Of all people on Medicare who died while receiving hospice care, the median length of stay was 23 days, with an average of 70 days. When dialysis patients stopped treatment and entered hospice, however, their stays often only lasted two or three days.

“They’re not referred to hospice, many of these patients, until they are within days of death—sometimes even the day of death,” Ann O’Hare, senior author of the study and a professor of medicine at the University of Washington School of Medicine, told HHCN. “A lot of times, [patients] are only offered hospice as a last resort when everything else has already been tried.”

Having the ability to stop dialysis, enter hospice and better control the timing of death can be “a blessing” for some people, O’Hare said. Others, though, might prefer to enter hospice while still receiving dialysis treatment, which could help provide symptom relief for things like fluid buildup.

In general, longer hospice stays lead to lower overall care costs, the study also found. That’s not the case when it comes to kidney-failure patients who are only in hospice for a handful of days.
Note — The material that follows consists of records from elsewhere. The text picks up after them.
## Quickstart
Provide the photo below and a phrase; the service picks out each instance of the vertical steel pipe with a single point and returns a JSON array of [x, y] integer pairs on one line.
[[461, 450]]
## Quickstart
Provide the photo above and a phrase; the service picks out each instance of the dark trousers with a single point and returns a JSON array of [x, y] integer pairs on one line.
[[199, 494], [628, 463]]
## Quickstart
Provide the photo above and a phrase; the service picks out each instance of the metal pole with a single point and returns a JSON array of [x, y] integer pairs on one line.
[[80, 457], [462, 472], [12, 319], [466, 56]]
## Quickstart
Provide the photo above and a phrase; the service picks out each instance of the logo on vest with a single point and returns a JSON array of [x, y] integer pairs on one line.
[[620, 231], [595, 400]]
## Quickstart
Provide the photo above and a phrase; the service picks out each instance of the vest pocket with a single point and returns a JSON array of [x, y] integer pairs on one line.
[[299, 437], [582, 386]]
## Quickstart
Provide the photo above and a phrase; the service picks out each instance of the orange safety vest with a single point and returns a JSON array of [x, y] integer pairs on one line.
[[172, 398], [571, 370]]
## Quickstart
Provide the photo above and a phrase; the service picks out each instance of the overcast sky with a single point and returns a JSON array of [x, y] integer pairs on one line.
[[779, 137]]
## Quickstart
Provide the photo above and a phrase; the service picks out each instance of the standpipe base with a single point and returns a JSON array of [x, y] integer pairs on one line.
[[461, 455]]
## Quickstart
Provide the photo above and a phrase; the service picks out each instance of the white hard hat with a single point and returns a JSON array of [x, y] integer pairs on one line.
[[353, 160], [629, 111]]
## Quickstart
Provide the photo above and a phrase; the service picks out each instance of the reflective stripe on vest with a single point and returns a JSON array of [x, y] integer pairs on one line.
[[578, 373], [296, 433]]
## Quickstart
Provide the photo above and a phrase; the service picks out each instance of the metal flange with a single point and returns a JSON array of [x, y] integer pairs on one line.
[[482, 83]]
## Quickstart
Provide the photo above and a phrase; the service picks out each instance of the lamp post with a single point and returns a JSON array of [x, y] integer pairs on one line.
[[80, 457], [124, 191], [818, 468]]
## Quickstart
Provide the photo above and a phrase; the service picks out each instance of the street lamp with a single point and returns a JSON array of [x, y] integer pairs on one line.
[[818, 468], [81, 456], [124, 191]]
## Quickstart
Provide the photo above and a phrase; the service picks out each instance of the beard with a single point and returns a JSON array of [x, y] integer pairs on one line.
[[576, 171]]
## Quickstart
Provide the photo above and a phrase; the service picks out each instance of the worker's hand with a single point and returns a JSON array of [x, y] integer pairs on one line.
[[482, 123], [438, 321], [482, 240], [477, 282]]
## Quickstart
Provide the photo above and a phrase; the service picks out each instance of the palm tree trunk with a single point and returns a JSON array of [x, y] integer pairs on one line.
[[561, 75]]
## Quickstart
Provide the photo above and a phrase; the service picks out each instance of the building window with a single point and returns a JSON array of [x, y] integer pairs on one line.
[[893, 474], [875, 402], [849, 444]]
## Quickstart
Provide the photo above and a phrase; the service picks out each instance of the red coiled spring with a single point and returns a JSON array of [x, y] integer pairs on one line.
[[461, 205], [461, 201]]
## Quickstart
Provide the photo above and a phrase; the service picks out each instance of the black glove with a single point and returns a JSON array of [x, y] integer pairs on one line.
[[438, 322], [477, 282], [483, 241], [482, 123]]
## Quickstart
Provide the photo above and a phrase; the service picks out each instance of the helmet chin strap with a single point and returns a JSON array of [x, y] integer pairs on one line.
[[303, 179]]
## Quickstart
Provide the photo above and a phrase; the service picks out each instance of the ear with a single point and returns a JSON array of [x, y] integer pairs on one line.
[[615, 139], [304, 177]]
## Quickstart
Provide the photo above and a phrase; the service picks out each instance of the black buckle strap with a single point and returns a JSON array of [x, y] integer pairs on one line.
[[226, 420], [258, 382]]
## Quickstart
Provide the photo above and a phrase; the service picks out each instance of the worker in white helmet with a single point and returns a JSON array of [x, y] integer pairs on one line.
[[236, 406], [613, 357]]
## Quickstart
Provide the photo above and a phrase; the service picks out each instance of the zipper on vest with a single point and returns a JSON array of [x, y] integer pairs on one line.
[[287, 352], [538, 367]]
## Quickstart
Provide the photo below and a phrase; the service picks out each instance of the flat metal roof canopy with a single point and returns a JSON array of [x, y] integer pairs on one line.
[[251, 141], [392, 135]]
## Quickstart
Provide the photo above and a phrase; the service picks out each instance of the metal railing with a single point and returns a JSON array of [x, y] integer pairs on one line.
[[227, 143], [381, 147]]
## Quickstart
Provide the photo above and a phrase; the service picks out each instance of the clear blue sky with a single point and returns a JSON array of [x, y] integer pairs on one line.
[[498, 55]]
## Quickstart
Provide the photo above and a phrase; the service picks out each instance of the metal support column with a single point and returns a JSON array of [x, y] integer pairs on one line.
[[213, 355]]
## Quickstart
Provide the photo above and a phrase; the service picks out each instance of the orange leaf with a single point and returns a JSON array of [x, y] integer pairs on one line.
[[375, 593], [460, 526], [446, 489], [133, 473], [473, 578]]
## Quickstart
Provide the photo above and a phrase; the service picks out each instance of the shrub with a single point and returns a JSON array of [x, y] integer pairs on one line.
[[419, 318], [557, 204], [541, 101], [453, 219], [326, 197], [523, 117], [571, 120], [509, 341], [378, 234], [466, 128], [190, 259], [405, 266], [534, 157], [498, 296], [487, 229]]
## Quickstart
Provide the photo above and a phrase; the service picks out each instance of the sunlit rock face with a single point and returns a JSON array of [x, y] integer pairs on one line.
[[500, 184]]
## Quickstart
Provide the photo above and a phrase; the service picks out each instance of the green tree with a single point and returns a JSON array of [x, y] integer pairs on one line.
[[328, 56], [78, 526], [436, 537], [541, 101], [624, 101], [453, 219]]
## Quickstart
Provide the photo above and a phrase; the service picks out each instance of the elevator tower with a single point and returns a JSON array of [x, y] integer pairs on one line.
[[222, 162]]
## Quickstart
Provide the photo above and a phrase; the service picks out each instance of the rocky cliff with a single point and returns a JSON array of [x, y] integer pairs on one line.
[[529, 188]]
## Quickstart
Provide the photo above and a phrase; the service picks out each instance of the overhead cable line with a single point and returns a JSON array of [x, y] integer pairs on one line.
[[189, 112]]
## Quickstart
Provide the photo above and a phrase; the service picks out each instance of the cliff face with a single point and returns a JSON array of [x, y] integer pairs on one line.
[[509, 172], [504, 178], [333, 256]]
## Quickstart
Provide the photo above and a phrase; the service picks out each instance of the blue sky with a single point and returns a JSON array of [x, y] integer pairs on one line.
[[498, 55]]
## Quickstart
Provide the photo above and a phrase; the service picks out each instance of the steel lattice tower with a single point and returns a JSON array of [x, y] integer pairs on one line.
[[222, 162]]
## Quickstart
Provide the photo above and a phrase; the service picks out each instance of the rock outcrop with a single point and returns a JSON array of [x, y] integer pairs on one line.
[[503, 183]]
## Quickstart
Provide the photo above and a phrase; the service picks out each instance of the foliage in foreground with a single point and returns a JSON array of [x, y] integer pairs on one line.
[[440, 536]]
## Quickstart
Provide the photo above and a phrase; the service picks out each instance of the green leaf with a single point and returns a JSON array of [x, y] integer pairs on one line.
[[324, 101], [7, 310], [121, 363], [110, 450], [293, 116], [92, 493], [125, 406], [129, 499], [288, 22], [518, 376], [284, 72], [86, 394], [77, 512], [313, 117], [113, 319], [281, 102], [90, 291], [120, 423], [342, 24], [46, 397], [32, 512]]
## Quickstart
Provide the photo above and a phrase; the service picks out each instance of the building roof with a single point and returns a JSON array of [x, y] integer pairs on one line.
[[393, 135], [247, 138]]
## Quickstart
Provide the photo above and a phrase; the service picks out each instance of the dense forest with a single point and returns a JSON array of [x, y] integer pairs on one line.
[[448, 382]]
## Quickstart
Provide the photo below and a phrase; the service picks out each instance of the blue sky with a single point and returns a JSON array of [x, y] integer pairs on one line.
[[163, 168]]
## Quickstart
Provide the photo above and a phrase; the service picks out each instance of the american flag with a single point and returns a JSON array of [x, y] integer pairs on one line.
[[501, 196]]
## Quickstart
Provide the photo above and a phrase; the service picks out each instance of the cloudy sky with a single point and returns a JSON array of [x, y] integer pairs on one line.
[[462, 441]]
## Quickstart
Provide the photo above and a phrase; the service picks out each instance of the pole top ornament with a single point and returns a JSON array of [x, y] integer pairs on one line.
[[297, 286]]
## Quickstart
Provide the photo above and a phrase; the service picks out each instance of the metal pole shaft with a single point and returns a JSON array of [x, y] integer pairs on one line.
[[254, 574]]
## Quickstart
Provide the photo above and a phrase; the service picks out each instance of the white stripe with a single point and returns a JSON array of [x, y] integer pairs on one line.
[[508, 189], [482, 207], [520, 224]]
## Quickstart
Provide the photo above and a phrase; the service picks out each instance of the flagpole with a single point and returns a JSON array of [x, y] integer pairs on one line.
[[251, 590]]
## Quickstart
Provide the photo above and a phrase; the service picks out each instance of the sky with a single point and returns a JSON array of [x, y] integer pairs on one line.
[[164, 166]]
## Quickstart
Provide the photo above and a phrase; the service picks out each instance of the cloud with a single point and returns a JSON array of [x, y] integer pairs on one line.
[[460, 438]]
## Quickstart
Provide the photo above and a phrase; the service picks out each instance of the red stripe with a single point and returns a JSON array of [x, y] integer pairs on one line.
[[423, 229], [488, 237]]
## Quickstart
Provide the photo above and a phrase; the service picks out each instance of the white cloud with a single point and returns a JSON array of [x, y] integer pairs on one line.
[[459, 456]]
“For these patients, presumably, there really is no cost savings,” O’Hare said. “There is no appreciable difference in what happens to them at the end of life… sort of too little too late.”

The study was partially funded by a grant from the National Institute of Diabetes and Digestive and Kidney Diseases. Support was also provided through career development awards from the National Palliative Care Research Center and the National Institute on Aging.